March 5, 2008
By a vote of 268-148, the US House of Representatives on March 5th passed its version of the mental health insurance parity bill (HR 1424), setting up what is likely to be a difficult negotiation with the Senate, which passed its version (S 558) unanimously this past fall. Both bills require group health plans to cover mental illness and substance abuse disorders on the same terms and conditions as all other illnesses – equity with respect to durational treatment limits (inpatient days and outpatient visits) and financial limitations (cost sharing, deductibles, out-of-pocket limits, etc.). However, there are important differences between the House and Senate bills that must be resolved.
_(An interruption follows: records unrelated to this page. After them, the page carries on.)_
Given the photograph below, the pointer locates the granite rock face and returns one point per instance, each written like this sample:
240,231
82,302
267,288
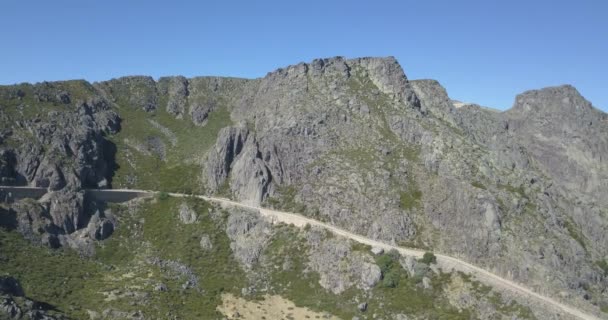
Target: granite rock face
355,143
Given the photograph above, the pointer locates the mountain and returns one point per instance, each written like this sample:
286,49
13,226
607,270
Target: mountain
349,142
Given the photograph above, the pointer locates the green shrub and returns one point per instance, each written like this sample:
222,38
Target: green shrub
391,279
162,196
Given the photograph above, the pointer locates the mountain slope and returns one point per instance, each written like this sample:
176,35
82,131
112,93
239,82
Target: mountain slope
350,142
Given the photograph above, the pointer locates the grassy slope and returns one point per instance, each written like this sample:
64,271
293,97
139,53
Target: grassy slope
122,265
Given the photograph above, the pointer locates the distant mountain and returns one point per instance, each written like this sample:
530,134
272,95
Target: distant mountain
351,142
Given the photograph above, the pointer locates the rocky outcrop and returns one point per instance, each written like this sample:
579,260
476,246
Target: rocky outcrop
61,219
236,160
15,305
136,91
176,90
67,149
339,267
248,234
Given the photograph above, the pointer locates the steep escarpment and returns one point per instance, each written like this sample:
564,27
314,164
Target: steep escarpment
352,142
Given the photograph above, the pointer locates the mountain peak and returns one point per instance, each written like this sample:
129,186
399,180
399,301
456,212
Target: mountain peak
558,99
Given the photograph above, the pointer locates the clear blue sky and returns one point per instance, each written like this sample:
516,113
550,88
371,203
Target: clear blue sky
481,51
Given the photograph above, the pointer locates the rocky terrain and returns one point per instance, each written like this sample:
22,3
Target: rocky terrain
351,142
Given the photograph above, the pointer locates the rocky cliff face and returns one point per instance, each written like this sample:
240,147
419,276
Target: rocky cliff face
349,141
353,142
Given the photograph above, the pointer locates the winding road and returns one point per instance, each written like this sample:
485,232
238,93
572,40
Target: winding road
443,261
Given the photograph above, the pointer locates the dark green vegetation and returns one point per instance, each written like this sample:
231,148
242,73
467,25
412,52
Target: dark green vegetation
403,295
483,292
123,275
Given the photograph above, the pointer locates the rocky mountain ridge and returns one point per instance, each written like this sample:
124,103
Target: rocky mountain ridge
349,141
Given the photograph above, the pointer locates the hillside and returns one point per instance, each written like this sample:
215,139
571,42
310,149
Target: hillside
350,142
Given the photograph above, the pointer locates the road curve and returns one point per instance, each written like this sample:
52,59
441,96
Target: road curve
443,261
Equitable coverage of mental illness treatment has been a top legislative priority for NAMI for nearly 20 years. 2008 represents a historic opportunity to finally pass insurance parity legislation. Send a letter to your member of Congress and tell them that Congress cannot allow this historic opportunity to enact insurance parity to slip away. Now is the time to come to an agreement that can get through the House, the Senate and be signed by President Bush. Congress must act in 2008!
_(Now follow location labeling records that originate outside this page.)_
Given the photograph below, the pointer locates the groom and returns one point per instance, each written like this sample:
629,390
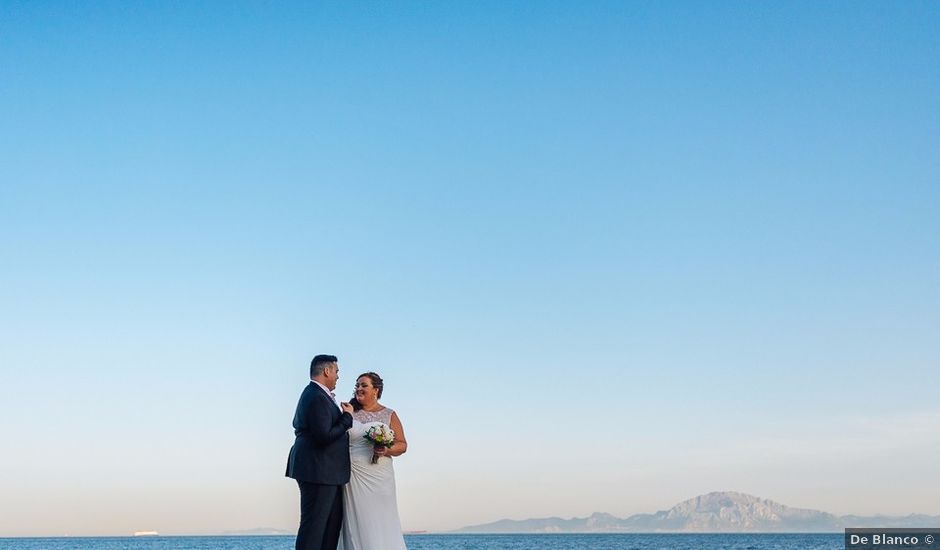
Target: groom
319,459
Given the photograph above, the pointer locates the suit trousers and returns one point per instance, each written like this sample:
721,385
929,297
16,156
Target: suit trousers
321,516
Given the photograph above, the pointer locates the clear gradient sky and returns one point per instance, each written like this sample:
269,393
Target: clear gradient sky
607,256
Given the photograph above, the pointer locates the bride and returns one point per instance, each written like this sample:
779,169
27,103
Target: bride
370,508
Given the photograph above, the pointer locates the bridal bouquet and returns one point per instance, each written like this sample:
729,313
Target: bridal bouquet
381,436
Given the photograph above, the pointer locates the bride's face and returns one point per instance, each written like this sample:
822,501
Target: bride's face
365,391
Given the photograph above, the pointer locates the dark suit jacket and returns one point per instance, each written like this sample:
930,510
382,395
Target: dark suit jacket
321,445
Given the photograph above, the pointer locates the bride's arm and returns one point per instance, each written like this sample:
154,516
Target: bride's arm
401,444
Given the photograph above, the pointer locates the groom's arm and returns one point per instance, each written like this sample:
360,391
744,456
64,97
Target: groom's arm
323,428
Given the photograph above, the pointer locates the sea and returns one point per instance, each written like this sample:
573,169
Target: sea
620,541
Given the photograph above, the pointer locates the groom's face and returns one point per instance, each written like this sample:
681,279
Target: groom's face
332,375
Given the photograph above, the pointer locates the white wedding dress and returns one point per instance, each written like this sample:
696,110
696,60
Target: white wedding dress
370,506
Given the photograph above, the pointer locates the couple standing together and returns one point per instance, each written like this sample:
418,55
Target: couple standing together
347,484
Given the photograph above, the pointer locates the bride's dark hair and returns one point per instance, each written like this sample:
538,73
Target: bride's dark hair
376,382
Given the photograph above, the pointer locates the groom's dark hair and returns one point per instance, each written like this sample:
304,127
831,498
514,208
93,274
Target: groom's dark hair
320,362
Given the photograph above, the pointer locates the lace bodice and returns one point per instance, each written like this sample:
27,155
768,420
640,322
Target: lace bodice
383,415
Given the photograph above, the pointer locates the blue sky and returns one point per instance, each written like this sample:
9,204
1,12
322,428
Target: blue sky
607,257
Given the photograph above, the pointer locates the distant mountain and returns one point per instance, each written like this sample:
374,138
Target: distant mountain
720,512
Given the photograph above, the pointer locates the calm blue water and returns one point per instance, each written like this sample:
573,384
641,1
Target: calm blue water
833,541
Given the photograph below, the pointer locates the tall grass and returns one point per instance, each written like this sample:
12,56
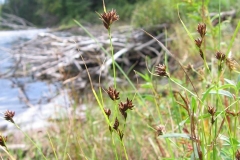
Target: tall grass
195,115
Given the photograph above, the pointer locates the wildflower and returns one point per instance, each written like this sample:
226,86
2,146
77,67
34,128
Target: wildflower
220,56
123,107
113,94
160,129
237,155
3,140
107,112
108,18
201,53
211,110
8,115
231,63
161,70
198,42
120,133
116,124
202,29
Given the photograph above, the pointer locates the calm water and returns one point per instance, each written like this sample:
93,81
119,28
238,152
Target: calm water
10,95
The debate in the House was remarkable in the level of consensus over long held principles that NAMI has sought to achieve. While there were differences among members of Congress over the specifics in the House bill, there was unanimous agreement on the need for federal intervention to ensure equitable coverage of mental illness treatment. Democrats and Republicans of all political stripes spoke on the House floor about their personal experience with mental illness, the burden imposed by untreated mental illness and the need for covering and treating these costly disorders just like any other illness.